Liputan6.com, Jakarta - Challenger, pesawat ulang alik milik NASA mengalami kecelakaan pada 28 Januari 1986 sesaat setelah diluncurkan. Dalam hitungan menit, ketujuh awaknya dinyatakan meninggal.
Namun tak semua orang mempercayai berita tersebut. Dunia maya pun dikejutkan dengan mencuatnya teori konspirasi yang menyebut bahwa awak Challenger masih hidup.
Artikel tentang konspirasi awak Challenger yang masih hidup tersebut membuat penasaran pembaca Liputan6.com edisi Senin (18/7/2016) pagi.
Advertisement
Dua artikel lain yang menyedot perhatian adalah model seksi dan 3 pembunuhan 'demi kehormatan' di Pakistan dan nasib Arab Saudi setelah dokumen 9/11 dirilis.
Berikut top 3 Global selengkapnya:
1. Awak Challenger Masih Hidup, Hoax atau...

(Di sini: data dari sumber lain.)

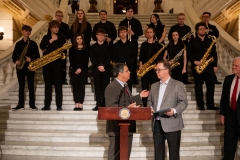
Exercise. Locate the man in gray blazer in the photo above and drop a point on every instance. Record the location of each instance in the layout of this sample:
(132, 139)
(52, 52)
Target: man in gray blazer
(168, 93)
(117, 94)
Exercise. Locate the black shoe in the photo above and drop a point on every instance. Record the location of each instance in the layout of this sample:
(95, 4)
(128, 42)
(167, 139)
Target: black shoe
(45, 108)
(217, 82)
(59, 108)
(201, 108)
(18, 107)
(95, 108)
(33, 107)
(213, 108)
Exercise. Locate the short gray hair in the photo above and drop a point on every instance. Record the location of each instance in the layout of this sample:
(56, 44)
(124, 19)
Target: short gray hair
(118, 67)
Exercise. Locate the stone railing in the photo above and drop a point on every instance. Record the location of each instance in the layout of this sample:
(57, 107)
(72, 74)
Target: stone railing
(227, 47)
(8, 76)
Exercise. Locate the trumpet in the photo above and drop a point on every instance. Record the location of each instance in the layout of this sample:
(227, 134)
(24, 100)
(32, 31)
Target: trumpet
(129, 34)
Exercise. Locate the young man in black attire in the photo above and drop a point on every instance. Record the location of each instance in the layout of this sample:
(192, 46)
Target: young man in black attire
(25, 50)
(124, 52)
(52, 72)
(183, 30)
(197, 48)
(211, 30)
(64, 30)
(135, 30)
(108, 26)
(100, 56)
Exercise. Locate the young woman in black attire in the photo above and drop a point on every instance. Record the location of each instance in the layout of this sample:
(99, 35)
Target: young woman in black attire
(174, 47)
(148, 49)
(78, 56)
(159, 28)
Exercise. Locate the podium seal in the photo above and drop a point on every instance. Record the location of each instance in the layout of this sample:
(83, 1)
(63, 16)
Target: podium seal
(124, 113)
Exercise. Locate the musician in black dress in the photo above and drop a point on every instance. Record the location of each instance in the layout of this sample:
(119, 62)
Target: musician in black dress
(78, 56)
(25, 50)
(176, 47)
(100, 56)
(159, 28)
(52, 72)
(124, 52)
(148, 49)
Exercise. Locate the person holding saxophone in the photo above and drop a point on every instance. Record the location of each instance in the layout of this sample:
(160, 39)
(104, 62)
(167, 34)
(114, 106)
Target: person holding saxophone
(176, 54)
(24, 52)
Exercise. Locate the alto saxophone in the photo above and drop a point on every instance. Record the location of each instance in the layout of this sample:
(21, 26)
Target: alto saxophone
(23, 56)
(176, 58)
(205, 62)
(54, 55)
(146, 67)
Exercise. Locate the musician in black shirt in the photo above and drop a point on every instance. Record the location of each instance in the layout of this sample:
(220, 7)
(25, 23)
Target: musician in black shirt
(108, 26)
(176, 47)
(26, 51)
(100, 56)
(78, 56)
(124, 52)
(196, 49)
(149, 49)
(52, 72)
(135, 30)
(64, 30)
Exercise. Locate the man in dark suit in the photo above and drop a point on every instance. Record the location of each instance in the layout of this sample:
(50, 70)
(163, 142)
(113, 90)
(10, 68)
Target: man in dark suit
(168, 93)
(114, 97)
(230, 111)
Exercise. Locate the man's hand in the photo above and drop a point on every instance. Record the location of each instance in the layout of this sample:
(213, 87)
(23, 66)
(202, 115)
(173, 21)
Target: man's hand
(133, 105)
(215, 69)
(28, 59)
(170, 113)
(222, 118)
(198, 63)
(17, 62)
(144, 93)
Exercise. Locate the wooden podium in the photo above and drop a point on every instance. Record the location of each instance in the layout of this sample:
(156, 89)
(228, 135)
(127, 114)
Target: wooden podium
(124, 116)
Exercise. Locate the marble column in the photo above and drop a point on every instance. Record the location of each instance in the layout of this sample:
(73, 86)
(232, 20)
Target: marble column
(158, 7)
(93, 6)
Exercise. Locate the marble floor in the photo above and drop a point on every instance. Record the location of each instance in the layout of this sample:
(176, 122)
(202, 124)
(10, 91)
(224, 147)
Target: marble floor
(10, 157)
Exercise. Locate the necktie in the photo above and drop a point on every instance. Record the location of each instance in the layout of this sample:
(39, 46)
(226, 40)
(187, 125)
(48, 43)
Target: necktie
(234, 96)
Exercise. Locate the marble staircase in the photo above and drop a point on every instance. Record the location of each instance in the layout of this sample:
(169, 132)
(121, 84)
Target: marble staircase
(78, 135)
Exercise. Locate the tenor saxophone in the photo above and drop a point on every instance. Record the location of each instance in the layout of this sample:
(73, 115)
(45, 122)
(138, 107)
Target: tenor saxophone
(175, 60)
(205, 62)
(146, 67)
(44, 60)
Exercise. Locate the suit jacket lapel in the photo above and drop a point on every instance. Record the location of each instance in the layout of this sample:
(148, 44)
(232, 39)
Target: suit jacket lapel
(169, 86)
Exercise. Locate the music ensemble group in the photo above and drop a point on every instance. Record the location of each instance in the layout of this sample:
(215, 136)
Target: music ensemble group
(156, 62)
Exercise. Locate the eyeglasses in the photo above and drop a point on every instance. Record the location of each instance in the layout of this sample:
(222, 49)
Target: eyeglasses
(159, 70)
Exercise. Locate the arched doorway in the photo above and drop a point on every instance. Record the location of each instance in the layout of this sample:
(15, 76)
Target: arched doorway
(120, 5)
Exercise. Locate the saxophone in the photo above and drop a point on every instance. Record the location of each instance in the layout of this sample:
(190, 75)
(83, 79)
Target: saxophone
(204, 60)
(44, 60)
(176, 58)
(147, 66)
(23, 56)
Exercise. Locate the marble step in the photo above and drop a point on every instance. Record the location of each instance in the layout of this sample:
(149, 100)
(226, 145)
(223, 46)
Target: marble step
(96, 125)
(189, 113)
(89, 136)
(100, 149)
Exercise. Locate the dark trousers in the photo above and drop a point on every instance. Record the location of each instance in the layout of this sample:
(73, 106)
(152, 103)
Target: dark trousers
(148, 79)
(21, 82)
(173, 140)
(114, 147)
(52, 74)
(208, 77)
(177, 73)
(78, 85)
(101, 80)
(74, 6)
(231, 134)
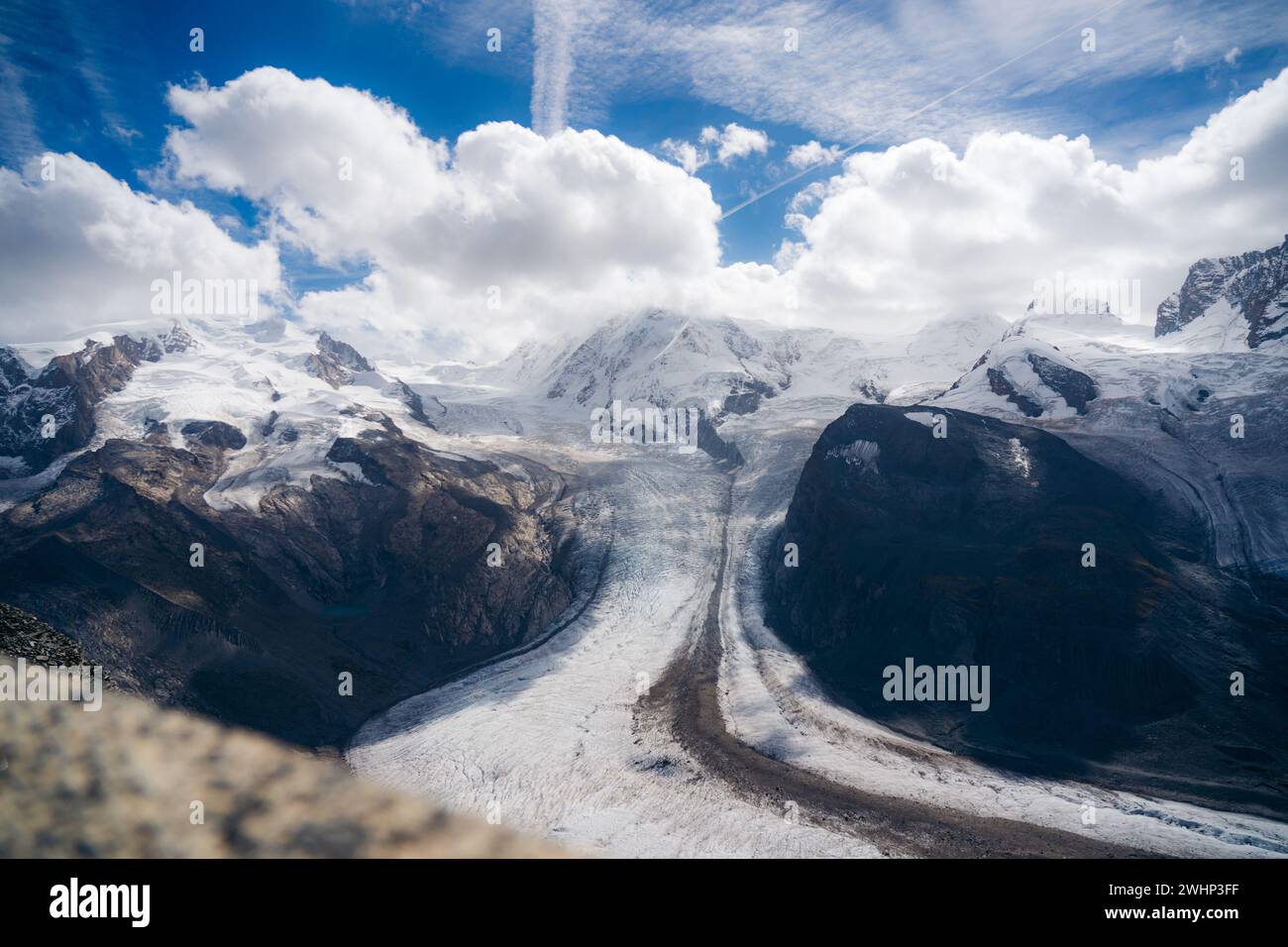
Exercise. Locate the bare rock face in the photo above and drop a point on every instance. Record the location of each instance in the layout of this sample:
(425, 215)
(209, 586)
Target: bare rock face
(970, 551)
(138, 781)
(336, 361)
(259, 616)
(1253, 283)
(50, 414)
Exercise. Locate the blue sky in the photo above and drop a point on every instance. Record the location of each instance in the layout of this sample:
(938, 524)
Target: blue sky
(94, 78)
(232, 154)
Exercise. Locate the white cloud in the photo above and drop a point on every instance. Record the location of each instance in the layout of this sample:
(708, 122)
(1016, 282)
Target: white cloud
(861, 67)
(734, 142)
(893, 243)
(686, 155)
(82, 250)
(812, 154)
(567, 227)
(579, 226)
(730, 144)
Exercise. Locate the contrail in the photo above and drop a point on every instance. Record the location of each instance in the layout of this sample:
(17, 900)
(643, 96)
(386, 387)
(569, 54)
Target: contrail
(552, 63)
(836, 158)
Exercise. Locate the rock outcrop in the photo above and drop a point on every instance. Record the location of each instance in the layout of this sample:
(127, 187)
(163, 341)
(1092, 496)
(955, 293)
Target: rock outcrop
(380, 579)
(1252, 283)
(971, 551)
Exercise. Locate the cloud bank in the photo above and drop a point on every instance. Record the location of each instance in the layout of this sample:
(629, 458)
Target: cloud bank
(471, 247)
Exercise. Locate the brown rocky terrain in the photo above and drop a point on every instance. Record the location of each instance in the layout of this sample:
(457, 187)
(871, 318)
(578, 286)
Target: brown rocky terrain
(384, 577)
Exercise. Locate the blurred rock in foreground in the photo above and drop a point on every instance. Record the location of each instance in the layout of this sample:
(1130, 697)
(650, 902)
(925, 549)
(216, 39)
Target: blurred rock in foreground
(121, 783)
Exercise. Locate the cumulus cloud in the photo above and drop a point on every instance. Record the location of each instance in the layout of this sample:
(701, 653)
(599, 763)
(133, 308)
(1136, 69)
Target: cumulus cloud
(722, 146)
(734, 142)
(471, 247)
(812, 154)
(82, 249)
(469, 243)
(917, 231)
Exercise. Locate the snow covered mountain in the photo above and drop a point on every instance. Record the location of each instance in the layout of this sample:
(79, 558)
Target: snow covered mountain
(1244, 298)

Pesawat ulang alik Challenger diketahui mengalami kecelakaan sesaat setelah diluncurkan pada 28 Januari 1986. Mereka yang ada di dalamnya tak sempat mengucapkan perpisahan.
Tujuh awaknya: Francis J. Scobee, Michael J Smith, Judith A Resnik, Ellison S. Onizuka, Ronald E. McNair, Gregory B. Jarvis, dan Christa McAuliffe, dinyatakan tewas dalam hitungan menit, setelah mereka melambai dan mengucapkan selamat tinggal kepada Bumi.
Namun pada Mei 2015 lalu, seperti dikutip dari snopes.com pada Sabtu 16 Juli 2016, dunia maya dikejutkan dengan selentingan konspirasi yang menyebut beberapa awak Challenger masih hidup.
2. Model Seksi Tewas dan 3 Pembunuhan 'Demi Kehormatan' di Pakistan
Seorang perempuan muda Pakistan ditemukan dalam kondisi mengenaskan. Ia tewas dibakar hidup-hidup.
Belakangan terkuak pelakunya adalah ibunya sendiri. Gara-garanya, Zeenat Rafiq, si korban, kabur dari rumah dan menikah dengan pria idamannya tanpa restu dari orangtua.
Tubuh Zeenat Rafiq diguyur oleh bensin dan dibakar oleh sang ibu bernama Perveen. Si ibu "durhaka" itu dilaporkan tidak merasa bersalah.
3. Bab Akhir Dokumen 9/11 Dirilis, Bagaimana Nasib Arab Saudi?
Setelah terkubur selama 13 tahun, laporan terkait insiden 9/11 dirilis pada Jumat 15 Juli 2016. Kongres akhirnya menguak bab terakhir penyelidikan aksi teror yang memakan banyak korban tersebut.
Dokumen itu menyatakan, beberapa orang pembajak mempunyai orang dalam di Arab Saudi, termasuk pejabat pemerintah.
Menurut laporan, 5 dari 19 pelaku adalah warga Arab Saudi -- beberapa dari mereka bahkan tidak fasih berbahasa Inggris.